Future writing would proceed more slowly, with less intense frisson. We were in some ways, unlikely collaborators, in different fields, working on materials from different centuries and cultures, in different media. Our very different intellectual temperaments soon became apparent: me, quick with the big idea and impatient to figure out how all the details fit; Alex, quick with the mot juste, and skeptical of ideas that came too big, too fast. But we were intrigued, and committed. And what we shared turned out to be even more important: an interest in thinking, willy-nilly, across time; quirky habits of association; a passion for debate (and chocolate); an impatience with assumptions about identity or desire; a willingness to mix it up; a love of Lucy, and an appreciation for the wonders of Shari Lewis and Lambchop.
So working in his absence has felt exquisitely painful. How to keep writing now without his laptop tap-taping next to mine, without his bossy instructions to roll my eyes over or ignore, without his inimitable voice cracking witty asides, and cracking me up? The difficulty has preoccupied me over the past months, as I have worked—slowly, not always easily, or successfully—to bring into print some part of our remaining work in progress. Remaining. What a terrible word. How to keep faith with the project we dreamed up and co-designed? Faith is precisely the thing I haven’t been able to keep: with each revision, with each sentence or phrase I change, I feel utterly unequal to the task. I just can’t bear to be without Alex, much less to channel Alex’s intimate, winking, writerly voice. Left on my own, I now so want him to tell me what to do. I so want him to interrupt me in mid-sentence (one of the habits I used to find overwhelmingly irritating); to disagree with me; to (gently) insult my prose; I want to fight it out. I became so worried (that I was betraying Alex at nearly every turn) that I could barely keep myself working on the piece.

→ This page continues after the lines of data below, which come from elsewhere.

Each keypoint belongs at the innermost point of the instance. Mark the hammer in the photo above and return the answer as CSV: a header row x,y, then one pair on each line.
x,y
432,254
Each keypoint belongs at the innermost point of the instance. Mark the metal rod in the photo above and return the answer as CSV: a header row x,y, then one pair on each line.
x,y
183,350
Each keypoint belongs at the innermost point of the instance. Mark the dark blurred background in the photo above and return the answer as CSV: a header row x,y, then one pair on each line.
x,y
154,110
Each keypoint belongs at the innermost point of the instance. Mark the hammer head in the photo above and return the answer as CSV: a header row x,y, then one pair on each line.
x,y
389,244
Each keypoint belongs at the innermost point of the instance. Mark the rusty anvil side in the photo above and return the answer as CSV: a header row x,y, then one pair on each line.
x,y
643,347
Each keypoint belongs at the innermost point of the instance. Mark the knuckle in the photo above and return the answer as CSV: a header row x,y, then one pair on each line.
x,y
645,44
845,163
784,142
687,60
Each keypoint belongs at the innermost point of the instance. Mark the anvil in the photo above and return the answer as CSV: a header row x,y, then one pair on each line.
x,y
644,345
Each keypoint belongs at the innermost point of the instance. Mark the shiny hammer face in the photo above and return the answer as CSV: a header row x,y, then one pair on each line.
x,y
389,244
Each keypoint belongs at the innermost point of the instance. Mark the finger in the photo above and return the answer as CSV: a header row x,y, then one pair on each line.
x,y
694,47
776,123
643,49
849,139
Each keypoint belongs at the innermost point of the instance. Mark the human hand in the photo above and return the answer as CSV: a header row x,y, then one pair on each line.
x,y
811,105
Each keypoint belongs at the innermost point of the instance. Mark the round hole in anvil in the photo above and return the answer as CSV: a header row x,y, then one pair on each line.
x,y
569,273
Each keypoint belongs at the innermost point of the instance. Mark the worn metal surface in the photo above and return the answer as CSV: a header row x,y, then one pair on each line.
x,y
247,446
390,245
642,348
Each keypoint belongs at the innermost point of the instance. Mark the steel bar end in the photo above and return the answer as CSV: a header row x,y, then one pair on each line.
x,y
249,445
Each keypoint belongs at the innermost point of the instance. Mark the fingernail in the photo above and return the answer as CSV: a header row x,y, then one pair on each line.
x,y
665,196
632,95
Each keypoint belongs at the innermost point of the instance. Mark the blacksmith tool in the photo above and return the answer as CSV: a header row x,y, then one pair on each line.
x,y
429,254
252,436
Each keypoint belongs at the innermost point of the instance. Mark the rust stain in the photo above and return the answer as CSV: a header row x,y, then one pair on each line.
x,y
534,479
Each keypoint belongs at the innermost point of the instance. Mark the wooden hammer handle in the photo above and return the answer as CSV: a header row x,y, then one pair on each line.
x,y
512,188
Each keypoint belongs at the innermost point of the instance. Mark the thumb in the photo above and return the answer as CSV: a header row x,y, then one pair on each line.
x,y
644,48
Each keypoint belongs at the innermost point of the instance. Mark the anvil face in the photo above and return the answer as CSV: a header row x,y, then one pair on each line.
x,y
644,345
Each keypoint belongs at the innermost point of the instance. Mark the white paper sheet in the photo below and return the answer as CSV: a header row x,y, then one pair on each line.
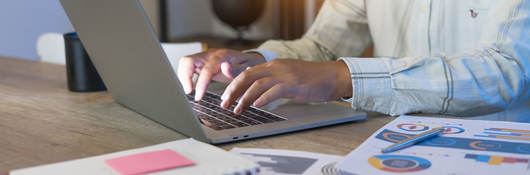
x,y
466,147
285,162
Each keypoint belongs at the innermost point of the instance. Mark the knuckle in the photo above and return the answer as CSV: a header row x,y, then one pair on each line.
x,y
244,75
262,82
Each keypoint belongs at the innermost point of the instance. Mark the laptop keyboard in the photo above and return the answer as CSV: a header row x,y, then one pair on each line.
x,y
213,116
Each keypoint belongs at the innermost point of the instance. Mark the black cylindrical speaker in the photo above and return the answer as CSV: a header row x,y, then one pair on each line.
x,y
80,72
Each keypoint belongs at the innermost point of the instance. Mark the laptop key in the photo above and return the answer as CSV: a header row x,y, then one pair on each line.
x,y
217,118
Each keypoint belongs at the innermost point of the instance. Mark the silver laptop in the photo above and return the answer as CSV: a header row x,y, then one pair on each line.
x,y
127,54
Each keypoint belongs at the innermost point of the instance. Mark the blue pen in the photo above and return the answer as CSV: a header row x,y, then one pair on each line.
x,y
412,140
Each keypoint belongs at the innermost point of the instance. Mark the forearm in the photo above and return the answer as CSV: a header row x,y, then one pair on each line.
x,y
459,85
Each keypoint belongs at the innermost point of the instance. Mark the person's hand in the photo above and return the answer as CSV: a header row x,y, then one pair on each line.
x,y
217,64
287,78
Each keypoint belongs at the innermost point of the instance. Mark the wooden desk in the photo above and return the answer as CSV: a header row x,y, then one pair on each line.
x,y
42,122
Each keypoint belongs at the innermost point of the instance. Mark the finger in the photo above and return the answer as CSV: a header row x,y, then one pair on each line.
x,y
256,90
185,73
240,84
225,69
274,93
205,76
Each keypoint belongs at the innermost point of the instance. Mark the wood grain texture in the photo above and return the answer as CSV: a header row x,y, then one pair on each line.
x,y
42,122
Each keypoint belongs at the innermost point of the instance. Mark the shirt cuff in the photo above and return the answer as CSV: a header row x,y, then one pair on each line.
x,y
371,84
269,55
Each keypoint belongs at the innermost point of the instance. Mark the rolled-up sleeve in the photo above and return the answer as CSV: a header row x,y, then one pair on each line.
x,y
338,23
490,78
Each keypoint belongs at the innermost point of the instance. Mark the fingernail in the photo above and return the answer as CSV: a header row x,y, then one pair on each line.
x,y
257,103
197,96
223,104
237,110
223,97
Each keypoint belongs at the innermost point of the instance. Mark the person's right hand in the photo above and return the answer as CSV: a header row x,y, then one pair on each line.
x,y
221,65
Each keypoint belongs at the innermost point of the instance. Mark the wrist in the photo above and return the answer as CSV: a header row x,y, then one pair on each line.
x,y
344,82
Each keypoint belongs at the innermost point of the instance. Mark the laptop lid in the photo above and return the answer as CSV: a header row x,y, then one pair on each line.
x,y
135,69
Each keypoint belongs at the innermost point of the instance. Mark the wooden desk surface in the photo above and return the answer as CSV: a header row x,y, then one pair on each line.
x,y
42,122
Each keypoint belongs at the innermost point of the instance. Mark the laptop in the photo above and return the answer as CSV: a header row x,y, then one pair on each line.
x,y
128,56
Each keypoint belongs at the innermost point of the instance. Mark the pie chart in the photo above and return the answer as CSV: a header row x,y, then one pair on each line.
x,y
399,163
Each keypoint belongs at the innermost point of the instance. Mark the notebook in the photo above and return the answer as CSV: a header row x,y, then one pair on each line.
x,y
190,157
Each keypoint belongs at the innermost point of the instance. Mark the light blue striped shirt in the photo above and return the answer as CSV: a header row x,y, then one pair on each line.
x,y
453,57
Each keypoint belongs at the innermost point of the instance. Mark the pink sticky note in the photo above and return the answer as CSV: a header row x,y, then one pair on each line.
x,y
148,162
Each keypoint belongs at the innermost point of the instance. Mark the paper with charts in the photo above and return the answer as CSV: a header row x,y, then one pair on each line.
x,y
465,147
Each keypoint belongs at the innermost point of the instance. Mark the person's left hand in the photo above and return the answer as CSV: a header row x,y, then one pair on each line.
x,y
288,78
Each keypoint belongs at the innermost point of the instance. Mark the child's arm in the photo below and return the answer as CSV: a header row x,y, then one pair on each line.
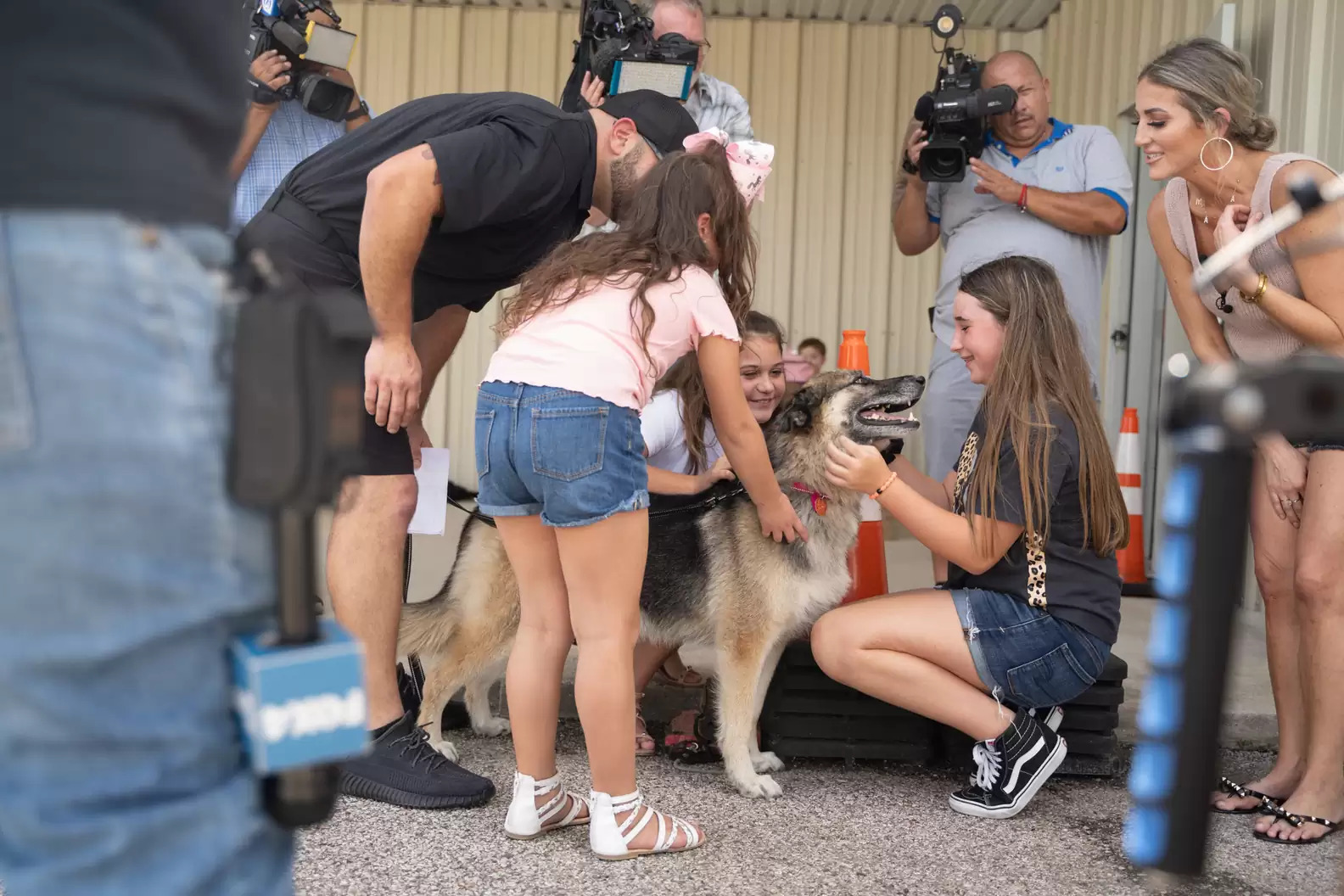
x,y
742,441
944,532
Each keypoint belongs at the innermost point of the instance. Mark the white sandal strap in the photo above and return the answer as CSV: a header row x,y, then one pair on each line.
x,y
641,815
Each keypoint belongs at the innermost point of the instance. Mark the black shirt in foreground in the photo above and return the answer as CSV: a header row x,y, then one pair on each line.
x,y
517,175
1066,580
133,106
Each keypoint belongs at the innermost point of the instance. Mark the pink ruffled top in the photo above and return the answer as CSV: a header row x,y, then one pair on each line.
x,y
591,344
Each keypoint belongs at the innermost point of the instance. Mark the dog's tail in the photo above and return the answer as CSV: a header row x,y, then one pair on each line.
x,y
428,624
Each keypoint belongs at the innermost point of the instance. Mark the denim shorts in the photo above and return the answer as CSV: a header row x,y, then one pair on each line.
x,y
1026,656
573,458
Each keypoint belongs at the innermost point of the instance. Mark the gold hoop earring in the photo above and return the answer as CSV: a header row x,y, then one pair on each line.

And then, in what felt like another one of those happy surprises, I came upon a cache of emails, lovely little jewels, letters and notes filled with Alex-isms, providing lots of wisdom as to how to proceed, and more than a few phrases perfect for our revisions. Even a hilarious snide remark or two. These notes conjured our collaborative past in all its tarnished glory. Not, perhaps, as vividly as I would have wished, but a much better conjuring than I had dared hope. The email archive took the focus off faith or betrayal (off me and my obligation) and put it back where it belonged: on the relation itself, on our work together. In the process, the liveliness of memory, the ways that Alex worked not only with me but also on me, could be sustained. The evidence kept coming: in the pages of my notes; in his amazingly complete files (given to me by the Doty family); in the postcards, framed posters, or photos he wrote, or made, or took; in the labels of old VHS tapes written in his hand; and in the ways that thinking together made us each different. All this testimony to my collaborator: the Alex I miss so terribly and whose voice I still hear in my head.
So here, as we come around a second time to the anniversary of Alex’s untimely death, and as I reflect on how glad I am that we wrote and thought together, there are three things I want to say about collaboration: 1) Let yourself be steam rolled, just a little; 2) Believe in what springs up between you—when you’re cooking as well as when you’re stuck; 3) Hang on to the emails.